S’exprimant devant les caméras de la Douzième chaîne, Gantz a fait savoir que le pays était « en danger » et qu’il était « déchiré en mille morceaux » par le projet de réforme du système de la justice.

Gantz a ajouté « promettre qu’au moment même où la législation sera stoppée, nous viendrons dialoguer avec la ferme intention de trouver un accord ».

Le député Gadi Eisenkot du même parti, qui est lui aussi un ancien chef d’état-major, a poussé d’autres membres de la coalition à se distancier et à demander à Netanyahu de mettre en pause le processus législatif. Gideon Saar, ancien ministre de la Justice et membre de HaMahane HaMamlahti, a salué Gallant et les autres députés du Likud qui ont apporté leur soutien public à une pause législative.

Vue aérienne des manifestants contre le projet de réforme judiciaire avancé par le gouvernement à Tel Aviv, le 25 mars 2023. (Crédit : Ahmad Gharabli/AFP)

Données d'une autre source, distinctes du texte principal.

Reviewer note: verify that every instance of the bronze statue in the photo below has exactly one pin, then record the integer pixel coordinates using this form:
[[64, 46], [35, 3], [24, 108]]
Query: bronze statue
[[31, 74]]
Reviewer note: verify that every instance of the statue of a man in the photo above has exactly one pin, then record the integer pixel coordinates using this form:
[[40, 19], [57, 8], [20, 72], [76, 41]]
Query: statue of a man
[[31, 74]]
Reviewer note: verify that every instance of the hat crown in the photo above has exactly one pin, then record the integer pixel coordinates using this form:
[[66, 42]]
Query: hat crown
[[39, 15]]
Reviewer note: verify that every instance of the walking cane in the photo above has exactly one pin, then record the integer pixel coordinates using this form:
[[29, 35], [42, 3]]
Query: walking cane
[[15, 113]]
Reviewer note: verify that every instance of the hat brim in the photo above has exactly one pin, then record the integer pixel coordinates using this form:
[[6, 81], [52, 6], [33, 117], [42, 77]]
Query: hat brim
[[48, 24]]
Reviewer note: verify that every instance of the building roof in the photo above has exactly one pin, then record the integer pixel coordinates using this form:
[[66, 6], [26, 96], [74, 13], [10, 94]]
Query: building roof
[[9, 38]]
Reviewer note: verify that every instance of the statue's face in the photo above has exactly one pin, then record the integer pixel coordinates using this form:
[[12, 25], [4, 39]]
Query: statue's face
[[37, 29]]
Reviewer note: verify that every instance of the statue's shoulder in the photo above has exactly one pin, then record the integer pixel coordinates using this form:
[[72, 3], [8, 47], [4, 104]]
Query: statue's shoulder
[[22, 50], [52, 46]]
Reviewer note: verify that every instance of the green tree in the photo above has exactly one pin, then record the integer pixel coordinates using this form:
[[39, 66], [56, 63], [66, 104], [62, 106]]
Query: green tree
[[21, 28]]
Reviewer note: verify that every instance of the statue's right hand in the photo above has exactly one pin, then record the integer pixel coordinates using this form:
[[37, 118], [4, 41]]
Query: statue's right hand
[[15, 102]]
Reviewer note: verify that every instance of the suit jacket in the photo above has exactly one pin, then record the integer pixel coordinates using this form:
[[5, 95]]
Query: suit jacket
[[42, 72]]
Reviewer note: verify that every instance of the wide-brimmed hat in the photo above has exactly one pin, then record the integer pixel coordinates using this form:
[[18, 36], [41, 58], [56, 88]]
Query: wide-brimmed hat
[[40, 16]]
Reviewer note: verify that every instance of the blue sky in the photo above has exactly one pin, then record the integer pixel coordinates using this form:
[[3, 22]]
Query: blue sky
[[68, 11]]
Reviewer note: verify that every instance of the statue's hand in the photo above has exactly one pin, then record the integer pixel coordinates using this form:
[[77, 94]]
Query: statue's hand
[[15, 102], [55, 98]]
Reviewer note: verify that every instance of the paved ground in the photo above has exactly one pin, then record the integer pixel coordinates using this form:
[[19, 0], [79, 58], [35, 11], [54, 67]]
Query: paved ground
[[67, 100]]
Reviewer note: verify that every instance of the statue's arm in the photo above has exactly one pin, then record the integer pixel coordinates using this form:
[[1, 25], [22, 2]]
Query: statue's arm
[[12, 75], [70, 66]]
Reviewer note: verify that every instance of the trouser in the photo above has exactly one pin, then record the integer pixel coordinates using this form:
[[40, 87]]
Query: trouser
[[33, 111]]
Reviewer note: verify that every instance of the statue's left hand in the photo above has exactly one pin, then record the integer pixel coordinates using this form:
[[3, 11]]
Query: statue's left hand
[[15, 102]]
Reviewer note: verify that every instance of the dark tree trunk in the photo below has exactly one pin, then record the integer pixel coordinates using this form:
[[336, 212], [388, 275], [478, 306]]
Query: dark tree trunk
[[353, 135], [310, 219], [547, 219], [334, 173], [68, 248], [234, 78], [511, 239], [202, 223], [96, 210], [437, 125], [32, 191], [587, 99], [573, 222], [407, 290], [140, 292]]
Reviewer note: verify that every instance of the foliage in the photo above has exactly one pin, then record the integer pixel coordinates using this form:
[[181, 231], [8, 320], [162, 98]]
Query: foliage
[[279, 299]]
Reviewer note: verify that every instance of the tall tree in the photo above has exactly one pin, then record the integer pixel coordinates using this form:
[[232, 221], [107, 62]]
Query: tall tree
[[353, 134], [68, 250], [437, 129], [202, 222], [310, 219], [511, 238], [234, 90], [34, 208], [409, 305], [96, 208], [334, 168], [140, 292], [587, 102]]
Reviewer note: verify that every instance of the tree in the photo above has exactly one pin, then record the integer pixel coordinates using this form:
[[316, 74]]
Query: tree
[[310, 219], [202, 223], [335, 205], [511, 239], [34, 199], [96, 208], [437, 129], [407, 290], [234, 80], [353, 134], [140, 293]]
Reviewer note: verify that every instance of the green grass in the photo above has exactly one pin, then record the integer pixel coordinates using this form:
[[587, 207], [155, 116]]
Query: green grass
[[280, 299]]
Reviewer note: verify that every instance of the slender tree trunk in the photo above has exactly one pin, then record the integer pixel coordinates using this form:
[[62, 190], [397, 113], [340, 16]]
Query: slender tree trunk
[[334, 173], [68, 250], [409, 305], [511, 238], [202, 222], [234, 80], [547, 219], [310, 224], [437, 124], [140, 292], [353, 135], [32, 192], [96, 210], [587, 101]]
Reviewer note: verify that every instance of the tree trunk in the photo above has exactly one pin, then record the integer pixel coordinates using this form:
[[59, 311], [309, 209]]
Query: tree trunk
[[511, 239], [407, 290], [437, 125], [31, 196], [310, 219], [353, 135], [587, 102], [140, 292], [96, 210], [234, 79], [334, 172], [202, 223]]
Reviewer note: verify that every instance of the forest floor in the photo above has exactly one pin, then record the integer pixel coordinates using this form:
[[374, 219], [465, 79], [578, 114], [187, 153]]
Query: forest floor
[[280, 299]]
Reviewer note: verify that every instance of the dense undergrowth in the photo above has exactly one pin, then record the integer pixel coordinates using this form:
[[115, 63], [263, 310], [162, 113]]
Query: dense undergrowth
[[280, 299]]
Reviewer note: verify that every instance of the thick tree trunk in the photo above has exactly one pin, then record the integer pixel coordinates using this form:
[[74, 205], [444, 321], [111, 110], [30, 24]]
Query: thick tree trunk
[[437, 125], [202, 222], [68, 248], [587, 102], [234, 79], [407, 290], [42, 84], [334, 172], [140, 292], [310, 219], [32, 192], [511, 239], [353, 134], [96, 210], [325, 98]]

Le chef d’Yisrael Beytenu, Avigdor Liberman, a aussi encouragé les parlementaires du Likud à « mettre un terme à cette folie ».

Pour leur part, les leaders du mouvement de protestation anti-gouvernemental ont dit s’inquiéter de la possibilité que la décision de Gallant puisse être une ruse visant à apaiser les manifestations et à démobiliser les participants.

« Nous ne sommes pas stupides ; nous n’avons pas lancé un tel mouvement pour nous laisser étourdir par un mensonge qui ne sera que temporaire et nous ne baisserons pas la garde. Nous demandons à ce que la législation soit abandonnée. Et jusqu’à ce moment-là, la bataille ne fera que s’intensifier », ont-ils expliqué.

Netanyahu a indiqué dans un discours prononcé jeudi soir qu’il allait assouplir certains éléments controversés de la refonte dans le semaines à venir, ajoutant que la Knesset voterait le projet de loi qui placera la nomination des juges en Israël sous le contrôle du gouvernement la semaine prochaine. Il est difficile de dire quand ce vote aura lieu précisément – même si certaines informations ont indiqué qu’il pourrait avoir lieu ce mardi. La Commission de la Constitution, du droit et de la justice se rassemblera lundi matin pour continuer de préparer la législation en vue de sa deuxième lecture et de sa troisième lecture devant le Parlement.

Le nouveau Premier ministre Benjamin Netanyahu et le ministre de la Défense, Yoav Gallant, le 22 décembre 2022. (Crédit : Likud)

Netanyahu s’était exprimé jeudi après avoir convoqué Gallant. Des informations avaient laissé entendre, à ce moment-là, que le ministre de la Défense allait organiser une conférence de presse où il demanderait ouvertement l’arrêt de la campagne-coup de poing à la Knesset.

Les opposants de la réforme judiciaire ont mis en garde contre l’adoption du projet de loi, dénonçant une politisation de la Cour, la disparition d’un contre-pouvoir important face au règne de la majorité et des atteintes graves portées à la démocratie dans le pays. En réponse, les organisateurs du mouvement de protestation ont annoncé, vendredi, une « semaine de paralysie sans précédent » qui bouleversera la vie quotidienne au sein de l’État juif avec notamment des manifestations massives à Tel Aviv et à Jérusalem.

Le projet de réforme judiciaire a été décrié et condamné par des personnalités de premier plan – notamment par le président, des juristes, des chefs d’entreprise, des lauréats du Prix Nobel d’économie, des responsables de la sécurité et de nombreux autres. Des responsables du ministère des Finances ont aussi tiré la sonnette d’alarme, mettant en garde contre une économie profondément et durablement touchée si les changements envisagés devaient être mis en œuvre sous leur forme actuelle.